Waning by Daniela Edburg is an aesthetic exercise in free association, one that draws to the surface of consciousness the delicate symbiosis between human and glacial bodies. Following a thread of thought from her own autoimmune disease to the perils of climate change, Edburg reimagines—in photographic form and felted wool—the tale of Frankenstein as a parable for global warming. On view at Elizabeth Houston Gallery until September 11.
Daniela Edburg, Grassland Tornado, 2016
Edburg has long worked in the in-betweens of reality and imagination, crocheting and knitting objects into her compositions as a kind of hand-made fiction. She is most interested in those artistic places where opposites meet and concepts contradict themselves, where the disconnection imposed by bodily illness is overcome by the connections of human creativity. When the summer of 2016 dealt Edburg an unexpected three-month convalescence in bed, recovering from an affliction that left her feeling every inch of her body as a living bruise, she turned—perhaps empathetically—to Mary Shelley’s 1818 novel Frankenstein. The glacial landscape that set the stage for Shelley’s drama drew her attention.

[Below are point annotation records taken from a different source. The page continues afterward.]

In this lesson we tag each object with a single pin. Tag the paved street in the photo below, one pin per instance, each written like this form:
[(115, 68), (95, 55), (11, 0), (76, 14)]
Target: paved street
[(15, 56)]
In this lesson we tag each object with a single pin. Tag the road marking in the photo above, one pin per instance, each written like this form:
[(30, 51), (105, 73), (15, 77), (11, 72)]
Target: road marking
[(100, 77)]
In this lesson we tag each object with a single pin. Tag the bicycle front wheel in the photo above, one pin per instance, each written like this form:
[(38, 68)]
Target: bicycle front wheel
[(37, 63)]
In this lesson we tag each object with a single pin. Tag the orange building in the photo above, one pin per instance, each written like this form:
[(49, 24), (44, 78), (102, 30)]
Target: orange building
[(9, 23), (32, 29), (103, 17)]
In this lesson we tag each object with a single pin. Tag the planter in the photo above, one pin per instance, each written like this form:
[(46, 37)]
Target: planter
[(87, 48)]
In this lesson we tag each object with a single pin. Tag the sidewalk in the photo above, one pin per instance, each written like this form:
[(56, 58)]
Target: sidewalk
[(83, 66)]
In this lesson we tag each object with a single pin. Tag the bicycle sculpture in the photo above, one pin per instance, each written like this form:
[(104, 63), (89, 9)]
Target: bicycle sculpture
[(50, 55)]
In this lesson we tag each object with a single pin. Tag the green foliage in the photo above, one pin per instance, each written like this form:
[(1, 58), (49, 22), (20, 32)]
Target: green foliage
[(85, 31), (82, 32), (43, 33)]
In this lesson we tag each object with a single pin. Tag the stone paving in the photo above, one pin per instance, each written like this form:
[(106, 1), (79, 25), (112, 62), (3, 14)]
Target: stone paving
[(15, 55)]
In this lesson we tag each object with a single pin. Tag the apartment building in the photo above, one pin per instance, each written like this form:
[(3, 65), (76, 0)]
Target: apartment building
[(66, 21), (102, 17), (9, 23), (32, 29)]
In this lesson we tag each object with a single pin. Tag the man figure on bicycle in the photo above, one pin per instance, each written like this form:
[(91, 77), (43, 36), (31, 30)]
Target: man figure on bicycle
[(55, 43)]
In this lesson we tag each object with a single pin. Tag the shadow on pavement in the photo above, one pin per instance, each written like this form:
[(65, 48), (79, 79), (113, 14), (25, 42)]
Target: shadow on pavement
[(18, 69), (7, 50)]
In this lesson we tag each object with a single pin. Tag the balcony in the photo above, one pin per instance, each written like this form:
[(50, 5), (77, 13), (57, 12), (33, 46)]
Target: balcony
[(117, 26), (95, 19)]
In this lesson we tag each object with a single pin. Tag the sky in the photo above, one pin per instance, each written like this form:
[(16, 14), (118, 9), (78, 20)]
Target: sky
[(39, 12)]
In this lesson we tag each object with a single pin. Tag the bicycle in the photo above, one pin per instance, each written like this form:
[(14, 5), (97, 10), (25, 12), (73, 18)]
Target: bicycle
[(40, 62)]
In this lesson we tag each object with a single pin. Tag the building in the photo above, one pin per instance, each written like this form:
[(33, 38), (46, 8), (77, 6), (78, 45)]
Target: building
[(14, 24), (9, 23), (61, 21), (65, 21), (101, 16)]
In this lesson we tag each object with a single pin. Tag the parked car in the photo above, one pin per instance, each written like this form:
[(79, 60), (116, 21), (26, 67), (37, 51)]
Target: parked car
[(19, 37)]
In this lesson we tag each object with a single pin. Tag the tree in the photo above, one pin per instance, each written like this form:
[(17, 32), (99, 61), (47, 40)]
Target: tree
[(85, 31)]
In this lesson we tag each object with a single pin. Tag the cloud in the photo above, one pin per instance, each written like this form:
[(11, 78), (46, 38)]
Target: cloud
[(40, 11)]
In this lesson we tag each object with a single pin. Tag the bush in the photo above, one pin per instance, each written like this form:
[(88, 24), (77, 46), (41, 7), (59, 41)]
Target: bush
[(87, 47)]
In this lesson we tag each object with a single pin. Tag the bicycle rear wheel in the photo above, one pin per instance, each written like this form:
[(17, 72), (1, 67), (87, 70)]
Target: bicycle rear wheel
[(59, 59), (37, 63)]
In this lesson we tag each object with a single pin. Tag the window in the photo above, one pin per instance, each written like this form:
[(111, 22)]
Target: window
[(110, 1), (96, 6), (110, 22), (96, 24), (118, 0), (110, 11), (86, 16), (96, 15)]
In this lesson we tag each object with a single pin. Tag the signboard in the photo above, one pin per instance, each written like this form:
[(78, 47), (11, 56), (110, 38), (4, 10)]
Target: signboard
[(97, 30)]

Navigating her own recovering body, Edburg planned a voyage to Mer de Glace, the “sea of ice” in the Alps where Dr. Frankenstein expresses his only moments of joy. But what Shelley’s protagonist describes as a scene of “sublime ecstasy that gave wings to the soul,” Edburg found gravely imperiled. Climate change is melting the largest glacier in France at an alarming rate. For Edburg, Frankenstein’s abandonment of his creature parallels our lack of stewardship of nature. The consequences of our apathy are the global warming that endangers our lives and the environmental degradation that causes illness.
With Shelley’s tale as an unconscious guide, Edburg has captured the likenesses of those glaciers in felt, preserving them in sculptural cedarwood boxes like rare and tiny specimens. The waning of the icebergs, recast by the artist in dripping felted wool, serves as a warning of impending environmental catastrophe. In photographic form, human bodies afflicted with autoimmune diseases mimic the scattered disorder of the remaining ice. In other images, we hold in our hands (or hairdos) the effects of climate change—volatile weather patterns that generate tornadoes and other superstorms with increased frequency.